I have this friend to whom I write and he has only one rule for me: "no quotes!" We cerebral types tend to think in quotes. They just sort of pop up, spontaneously. It's an urge and it must be scratched. But they tend to wake you up from your reading voyage, as if someone had turned on the lights in the movie theater.

Anyway, what I wanted to get to is this: instead of asking people to compare two different types of stories, written in different styles, perhaps you could ask people to read only one story, by the same author, and ask them at what moment within that story they were most engaged, or "transported", if you will. You could also ask them at what moment, if any, the author "lost" them, forcing a break in their empathic connection to the story and thus preventing them from recreating, in their mind's eye, the author's original experience. (I understand this would be somewhat different from the Time 1, 2, and 3 described above.)

I think the answer will probably point to the use of language -- readers sense, intuitively, by the writing style, by the rhythm of the sentence, by so many clues, when the author is being sincere, that is, when he is relating an intensely lived or imagined experience, and when he is just sort of quoting wooden words that have not penetrated into his soul.

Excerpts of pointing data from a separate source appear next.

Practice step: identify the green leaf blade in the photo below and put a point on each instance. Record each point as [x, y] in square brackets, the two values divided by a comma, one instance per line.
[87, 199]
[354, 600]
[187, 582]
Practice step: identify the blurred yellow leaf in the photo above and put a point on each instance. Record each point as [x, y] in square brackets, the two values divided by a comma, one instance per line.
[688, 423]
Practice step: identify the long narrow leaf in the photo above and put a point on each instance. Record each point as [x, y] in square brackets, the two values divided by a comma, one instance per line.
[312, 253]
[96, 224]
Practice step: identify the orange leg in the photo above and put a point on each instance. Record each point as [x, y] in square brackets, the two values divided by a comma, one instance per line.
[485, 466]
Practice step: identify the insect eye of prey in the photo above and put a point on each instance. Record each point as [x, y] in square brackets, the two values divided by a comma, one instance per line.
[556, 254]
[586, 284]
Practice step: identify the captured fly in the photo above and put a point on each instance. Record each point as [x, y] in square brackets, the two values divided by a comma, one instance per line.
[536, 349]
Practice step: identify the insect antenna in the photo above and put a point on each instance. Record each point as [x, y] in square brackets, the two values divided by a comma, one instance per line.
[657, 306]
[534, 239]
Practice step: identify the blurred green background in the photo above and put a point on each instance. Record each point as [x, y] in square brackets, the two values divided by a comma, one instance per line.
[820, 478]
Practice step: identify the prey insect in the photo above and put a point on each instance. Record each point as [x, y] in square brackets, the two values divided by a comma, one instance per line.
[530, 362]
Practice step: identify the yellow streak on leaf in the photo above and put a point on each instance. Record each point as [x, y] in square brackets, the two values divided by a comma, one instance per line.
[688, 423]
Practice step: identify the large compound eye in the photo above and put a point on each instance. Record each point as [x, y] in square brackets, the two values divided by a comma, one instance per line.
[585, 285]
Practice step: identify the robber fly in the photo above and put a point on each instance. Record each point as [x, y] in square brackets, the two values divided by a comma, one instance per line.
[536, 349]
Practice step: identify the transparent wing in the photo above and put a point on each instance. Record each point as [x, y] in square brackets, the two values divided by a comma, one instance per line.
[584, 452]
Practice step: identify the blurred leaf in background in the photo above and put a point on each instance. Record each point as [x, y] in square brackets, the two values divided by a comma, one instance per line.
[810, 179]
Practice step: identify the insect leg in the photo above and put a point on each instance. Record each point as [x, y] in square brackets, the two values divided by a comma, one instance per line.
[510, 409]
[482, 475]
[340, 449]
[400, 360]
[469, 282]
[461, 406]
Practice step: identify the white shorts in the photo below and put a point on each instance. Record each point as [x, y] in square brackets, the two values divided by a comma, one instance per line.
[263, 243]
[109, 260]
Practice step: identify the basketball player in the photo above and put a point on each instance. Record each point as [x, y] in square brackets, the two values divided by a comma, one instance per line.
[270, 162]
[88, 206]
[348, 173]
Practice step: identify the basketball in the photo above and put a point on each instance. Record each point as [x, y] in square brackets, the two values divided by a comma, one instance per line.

Maybe you don't even have to ask the readers this -- you could hook them up to a fMRI machine during the reading process and just register the corresponding brain waves and you'd know the exact moment when they disengaged from a story. If enough people "break" at the exact same point, you could compare the style of language that was used before and after that point, which might point toward an answer to the (fantastic!) question you ask.

(Birkerts is one of my favorite essayists, along with Joseph Epstein. Here is a link to that article I talked about:
http://www.laphamsquarterly.org/essays/fabled-powers.php?page=all)

Keith Oatley said...

Thank you Fabio, for this very interesting set of thoughts. I agree, it would be wonderful to see when, exactly, a person becomes transported into a piece of writing. And when the person is transported most intensely. I think it could be done, and perhaps will be done. The first attempt that I know of to investigate this kind of issue was by Victor Nell, and he describes it in Lost in a book. As you say, the answer to your question, of when the immersion starts, might then be able to be related to style of language. Fascinating issues!